Big data means big impact – on algorithm sizes, authors’ rights, and climate. This post is a short, rough explainer of the size of GPT training datasets, and the ethical implications of that size.

We often talk about the increasing scale of the training datasets for new generations of GPT models, essentially to give a sense of their increased performance capacity, but it’s… a little abstract. So I thought I’d try to find a way to unpack it simply.
Why does this matter?
A few reasons, both functional and ethical. A background recap: A GPT’s “training data” is a bit like its memories of life. When I talk about what I “know”, I’m really referring to the bank of things I’ve seen, heard, felt, reasoned, read, and agreed with throughout my life as I remember it. If you ask me to spell a word, I’ll use my memories to try to find or figure out the spelling. A GPT doesn’t have a “life” to reflect on, so it uses the training dataset for this. This is the stock of data fed to it by its developers to enable it to “reflect” and produce a response to a prompt.
So, some of the reasons that training data size matters:
Relative “life experience”. A GPT’s training data is a bit like how much “life” it has experienced. So if GPT-2 is a freshman, GPT-3 is an internationally-distinguished professor nearing retirement.
Ethical sourcing. A GPT’s training data is scraped from a vast bank of sources. Some of it is legitimately acquired; most of it is definitely, definitely not. And every new GPT that is developed is built off the back of previous models, meaning this unethical sourcing cascades from model to model.
Carbon emissions. The larger a GPT’s dataset, the bigger its carbon footprint. This is both in terms of the algorithm’s actual size, which has to be stored on massive, energy-hungry data servers, and in terms of the carbon emissions generated by the GPT every time it is prompted to generate something. A common example is that a ChatGPT search produces about five times the carbon emissions as a traditional search engine, despite being far less reliable (given hallucinations and dataset limits).
How big are these training datasets?
I’ll limit this to OpenAI’s GPT models since 2018 to provide a basic benchmark.

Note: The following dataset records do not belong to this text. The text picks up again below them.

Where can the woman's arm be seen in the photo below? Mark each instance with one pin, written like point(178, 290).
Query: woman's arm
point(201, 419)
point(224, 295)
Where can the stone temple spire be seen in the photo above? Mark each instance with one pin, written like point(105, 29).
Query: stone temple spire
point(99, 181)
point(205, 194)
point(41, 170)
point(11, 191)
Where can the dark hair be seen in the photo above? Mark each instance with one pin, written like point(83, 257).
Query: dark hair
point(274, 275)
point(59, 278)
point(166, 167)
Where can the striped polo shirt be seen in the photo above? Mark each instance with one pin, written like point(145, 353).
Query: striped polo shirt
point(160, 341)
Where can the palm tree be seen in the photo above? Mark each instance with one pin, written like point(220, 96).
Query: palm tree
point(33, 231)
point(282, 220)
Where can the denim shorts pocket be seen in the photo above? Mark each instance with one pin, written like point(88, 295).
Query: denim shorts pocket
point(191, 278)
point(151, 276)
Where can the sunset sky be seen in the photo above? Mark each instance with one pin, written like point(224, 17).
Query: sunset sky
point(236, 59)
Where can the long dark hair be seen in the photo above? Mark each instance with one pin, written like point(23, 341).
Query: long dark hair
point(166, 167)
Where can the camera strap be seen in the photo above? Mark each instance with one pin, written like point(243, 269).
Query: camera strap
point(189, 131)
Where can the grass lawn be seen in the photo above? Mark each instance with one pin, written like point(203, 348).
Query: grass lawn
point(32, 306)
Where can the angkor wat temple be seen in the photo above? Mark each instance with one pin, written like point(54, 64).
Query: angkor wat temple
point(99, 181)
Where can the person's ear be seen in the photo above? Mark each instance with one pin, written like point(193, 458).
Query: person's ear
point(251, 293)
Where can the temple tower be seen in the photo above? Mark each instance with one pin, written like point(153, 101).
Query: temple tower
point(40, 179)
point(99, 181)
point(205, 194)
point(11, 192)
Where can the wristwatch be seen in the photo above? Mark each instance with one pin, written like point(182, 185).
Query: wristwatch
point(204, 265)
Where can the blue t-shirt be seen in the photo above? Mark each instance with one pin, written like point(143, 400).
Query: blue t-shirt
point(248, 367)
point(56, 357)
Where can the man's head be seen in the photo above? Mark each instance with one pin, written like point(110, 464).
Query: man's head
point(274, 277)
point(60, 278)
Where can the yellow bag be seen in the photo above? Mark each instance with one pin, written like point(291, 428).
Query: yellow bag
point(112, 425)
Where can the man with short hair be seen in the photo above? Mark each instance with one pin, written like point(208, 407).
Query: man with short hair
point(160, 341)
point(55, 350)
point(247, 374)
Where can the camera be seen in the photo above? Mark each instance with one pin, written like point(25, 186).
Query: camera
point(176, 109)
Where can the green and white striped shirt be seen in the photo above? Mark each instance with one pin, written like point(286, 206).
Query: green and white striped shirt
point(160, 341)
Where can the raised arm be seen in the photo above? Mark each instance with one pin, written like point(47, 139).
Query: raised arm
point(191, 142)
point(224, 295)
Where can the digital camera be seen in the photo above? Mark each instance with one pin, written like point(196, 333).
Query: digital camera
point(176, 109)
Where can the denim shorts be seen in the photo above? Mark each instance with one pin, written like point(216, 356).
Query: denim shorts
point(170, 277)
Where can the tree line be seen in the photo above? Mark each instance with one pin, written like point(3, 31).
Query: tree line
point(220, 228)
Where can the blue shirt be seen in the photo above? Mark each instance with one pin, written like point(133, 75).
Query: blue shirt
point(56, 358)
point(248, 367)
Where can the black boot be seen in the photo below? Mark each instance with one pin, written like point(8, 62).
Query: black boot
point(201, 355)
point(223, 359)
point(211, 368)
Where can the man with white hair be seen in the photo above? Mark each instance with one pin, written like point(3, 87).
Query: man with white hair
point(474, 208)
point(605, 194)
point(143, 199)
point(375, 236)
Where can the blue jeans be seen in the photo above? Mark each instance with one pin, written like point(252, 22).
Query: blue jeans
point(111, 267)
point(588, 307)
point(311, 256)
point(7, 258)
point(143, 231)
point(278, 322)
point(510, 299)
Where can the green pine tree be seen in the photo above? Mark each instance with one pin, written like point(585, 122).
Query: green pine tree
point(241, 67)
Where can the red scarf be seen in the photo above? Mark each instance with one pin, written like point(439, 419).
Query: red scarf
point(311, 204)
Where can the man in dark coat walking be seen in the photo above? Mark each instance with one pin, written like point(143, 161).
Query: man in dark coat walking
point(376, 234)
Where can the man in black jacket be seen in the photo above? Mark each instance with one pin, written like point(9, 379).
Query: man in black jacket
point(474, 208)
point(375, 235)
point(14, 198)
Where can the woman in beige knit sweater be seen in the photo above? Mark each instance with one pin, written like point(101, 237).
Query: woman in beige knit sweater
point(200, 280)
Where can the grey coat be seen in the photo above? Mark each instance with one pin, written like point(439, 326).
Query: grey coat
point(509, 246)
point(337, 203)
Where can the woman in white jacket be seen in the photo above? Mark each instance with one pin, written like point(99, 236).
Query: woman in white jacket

A common way of describing text dataset size is in “tokens”; that is, semantic features that matter within text. (Here’s a neat explainer if you’re curious. That previous sentence was 10 tokens, if you can’t be bothered following the link.)
Here’s a comparison of training datasets for OpenAI’s milestone models:
2018: GPT-1 - 600 million tokens
2019: GPT-2 - 28,000 million tokens (~47 times larger than GPT-1)
2020: GPT-3 - 300,000 million tokens (~11 times larger than GPT-2)
2023: GPT-4 - 13,000,000 million tokens (~43 times larger than GPT-3)The exact file sizes have not been made transparent by OpenAI, so we have to rely on heuristics like tokens, but it’s commonly understood that GPT-3 was trained on about 45 terabytes of data, while GPT-4 was trained on 1 petabyte.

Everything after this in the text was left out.